Oliver Plunkett’s garden features grotto.
During my recent visit in Ireland when I saw the early home of St. Oliver Plunkett (1629-1681) in Loughcrew, something else in the garden there surprised me.
At the end of the border of perennials you find a grotto. You can see that the grotto was made with rocks simply cemented to other rocks to form a sort of shelter of a few feet in height. A tiny pool of water appears at the base.
Such a grotto, made of rocks, formed an important part of English garden history.
David Stuart in his book The Plants that Shaped our Gardens writes about the history of this garden decoration.
He says, “Rockeries were, at first, pure theater. From the middle of the eighteenth century, artificial grottos and mock ruins became fashionable adjuncts in any garden large enough to pretend to ‘landscape’.”
The Plunkett property includes this grotto or rock garden, also referred to as a folly, in that garden tradition. [below]

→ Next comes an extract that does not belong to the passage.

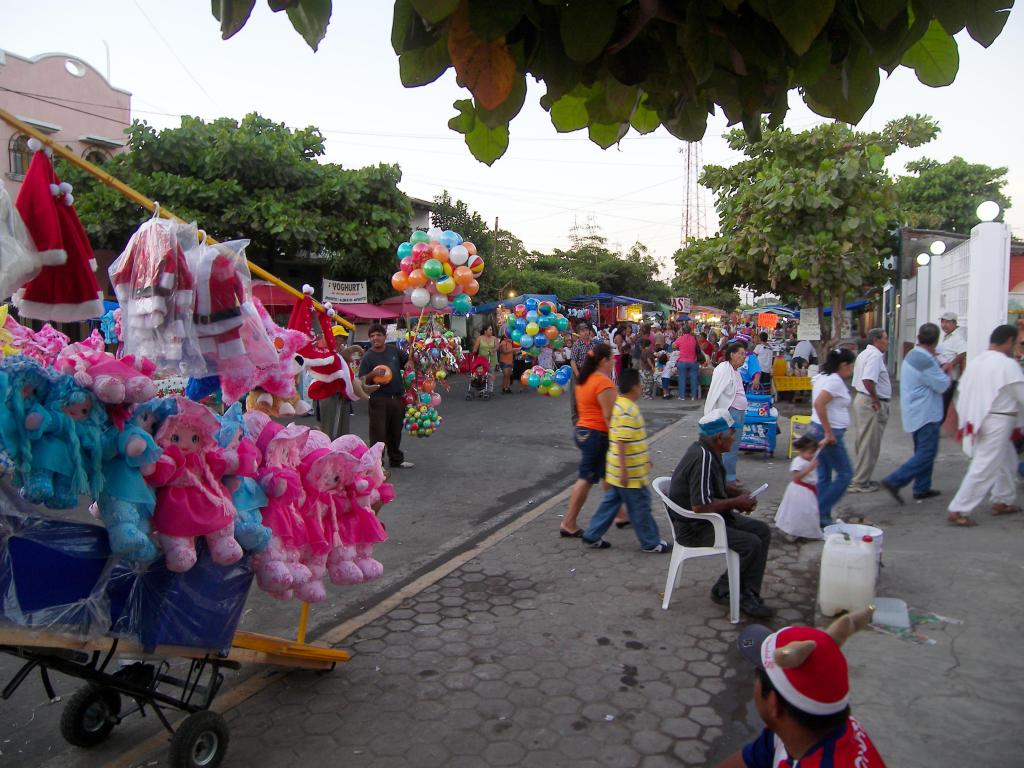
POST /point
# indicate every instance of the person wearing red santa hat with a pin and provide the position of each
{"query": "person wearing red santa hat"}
(66, 289)
(802, 693)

Elizabeth I (1533-1603) created the Loughcrew Estate, making it one of the greatest estates in Ireland. The property, originally 180,000 acres, became a classic landscape from its beginning. Over the centuries landscape designers and architects have contributed to these beautiful grounds.
Near the old stone walls of the church a line of yew trees stand tall even today, after four hundred years.
Gardens, woods, arboreta, and pleasure walks make this remarkable landscape at Loughcrew in county Meath an Irish treasure.